First, an old but mandatory read on the topic is covered in a Paper published by Cam Macdonald and Paul Lau from the University of Alberta titled: Pragmatics of Virtual Machines for High-Performance Computing: A Quantitative Study of Basic Overheads by Cam Macdonell and Paul Lu
http://www.vmware.com/files/pdf/paullu.vmware.final.pdf
Macdonald and Lau’s paper is currently a little dated but many of the ideas still hold. Some points to be aware of is understanding how vSphere 5 has been optimized to reduce overhead, allow for better performance, and the automated orchestration features that will allow for capacity on demand.

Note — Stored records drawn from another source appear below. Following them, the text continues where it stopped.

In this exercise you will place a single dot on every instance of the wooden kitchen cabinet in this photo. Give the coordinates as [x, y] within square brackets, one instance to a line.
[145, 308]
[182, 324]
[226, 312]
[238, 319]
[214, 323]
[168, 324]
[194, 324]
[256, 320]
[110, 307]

Macdonald’s and Lau’s closing issues regarding overhead have been reduced to less than 1% for most compute types and with the increase in performance of the CPU every year, this overhead becomes smaller yet.
Next, VMware Employee Jeff Buell posted a blog posts on “HPC Application Performance on ESX 4.1: Stream” back in Sept 2010.

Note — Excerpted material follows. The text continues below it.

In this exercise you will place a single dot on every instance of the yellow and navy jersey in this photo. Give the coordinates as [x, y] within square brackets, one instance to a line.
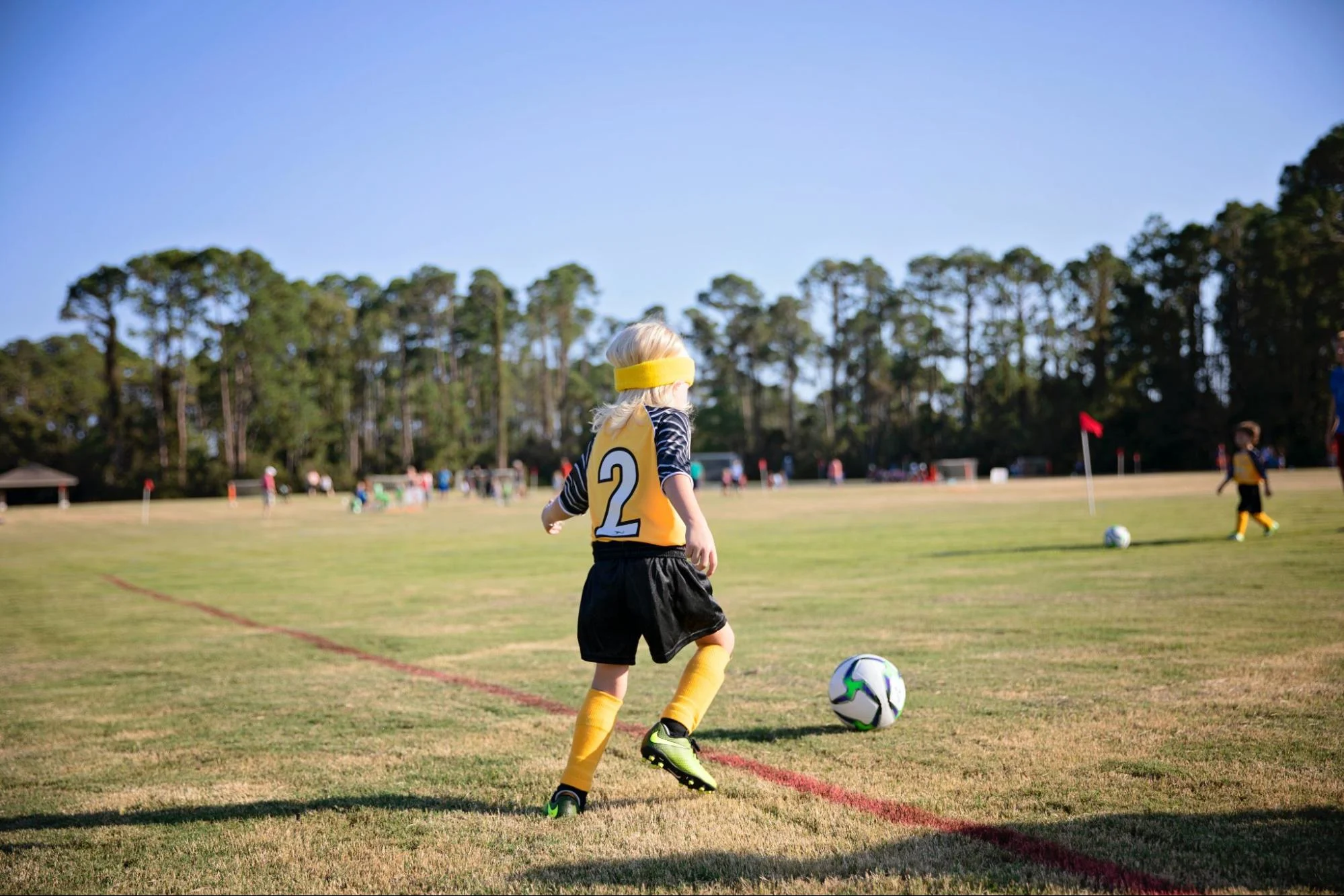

http://blogs.vmware.com/performance/2010/09/hpc-application-performance-on-esx-41-stream.html
Jeff takes great strides in identifying factors that will optimize performance of the compute cluster. Most notable is the use of local memory when writing applications will ensure optimal memory bandwidth once deployed and keeping the computer resources within a single NUMA node to optimize resource utilization. While vSphere can address 1TB of RAM and up to 32CPU’s from a single VM, the optimization for performance lays on keeping VM’s tuned and sized to run within the optimal limitations of the server the VM is hosted upon.
Next, I want to make sure you follow the blog posts of Josh Simons. Josh works in the Office of the CTO at VMware as a strategist specializing in HPC and maintains the VMware Blog posts on HPC here: http://communities.vmware.com/community/vmtn/cto/high-performance
Josh has contributed several videos and discussions on the topics. With the recent Supercomputing 2011 event in Seattle, John pulled together several interviews and overviews of technologies that will enable Cloud based HPC.

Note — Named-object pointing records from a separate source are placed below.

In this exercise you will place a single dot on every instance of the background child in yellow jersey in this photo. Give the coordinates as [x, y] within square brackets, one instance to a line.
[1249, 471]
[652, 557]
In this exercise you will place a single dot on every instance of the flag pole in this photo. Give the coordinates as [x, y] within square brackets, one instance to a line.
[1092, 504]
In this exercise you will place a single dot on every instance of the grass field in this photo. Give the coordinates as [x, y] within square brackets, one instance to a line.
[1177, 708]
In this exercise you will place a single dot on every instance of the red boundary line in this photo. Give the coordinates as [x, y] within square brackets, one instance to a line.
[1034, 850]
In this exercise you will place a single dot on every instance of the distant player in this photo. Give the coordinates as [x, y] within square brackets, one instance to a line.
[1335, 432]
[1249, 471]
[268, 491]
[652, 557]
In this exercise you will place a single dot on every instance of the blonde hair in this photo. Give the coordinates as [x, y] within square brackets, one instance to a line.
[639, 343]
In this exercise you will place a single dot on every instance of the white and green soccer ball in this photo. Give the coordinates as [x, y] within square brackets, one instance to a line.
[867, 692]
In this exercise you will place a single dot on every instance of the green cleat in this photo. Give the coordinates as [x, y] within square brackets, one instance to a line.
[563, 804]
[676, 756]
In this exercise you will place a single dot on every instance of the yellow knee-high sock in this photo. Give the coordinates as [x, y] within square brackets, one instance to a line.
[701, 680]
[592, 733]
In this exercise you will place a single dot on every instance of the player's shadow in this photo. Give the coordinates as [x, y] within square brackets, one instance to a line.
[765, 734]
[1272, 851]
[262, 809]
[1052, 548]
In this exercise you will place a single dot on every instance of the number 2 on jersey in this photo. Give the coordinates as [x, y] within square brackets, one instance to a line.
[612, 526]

In addition, Josh’s 2010 overview of HPC in the Cloud
Lastly, my own observations and comments:
With the recent release of vSphere 5 and Auto Deploy, the process of maintaining a scalable Cloud infrastructure has become considerably simplified. The process of updating an entire server farm can be reduced from weeks to minutes by leveraging PXE and an Image Server to refresh entire farms of servers at reboot. By adding solutions such as templates, workflow orchestration, and capacity management, we can now scale up clusters of computers on demand to accommodate almost any size distributed workload. Adding vCloud Director and vCloud connector allows us to scale the compute cluster even further into a single or multiple public cloud providers on demand. In addition, with the new scalability improvements of vSphere 5, we are finding larger VM’s, more addressable RAM, less overhead, and significant IO gains at the Hypervisor. All of these improvements contribute to the greater acceptance of HPC workloads in the Cloud and in a VM.
As I dig deeper into the topic, I hope I can contribute some of my own personal works to the field and leverage the knowledge of my colleagues to ensure others can explore this emerging growth area.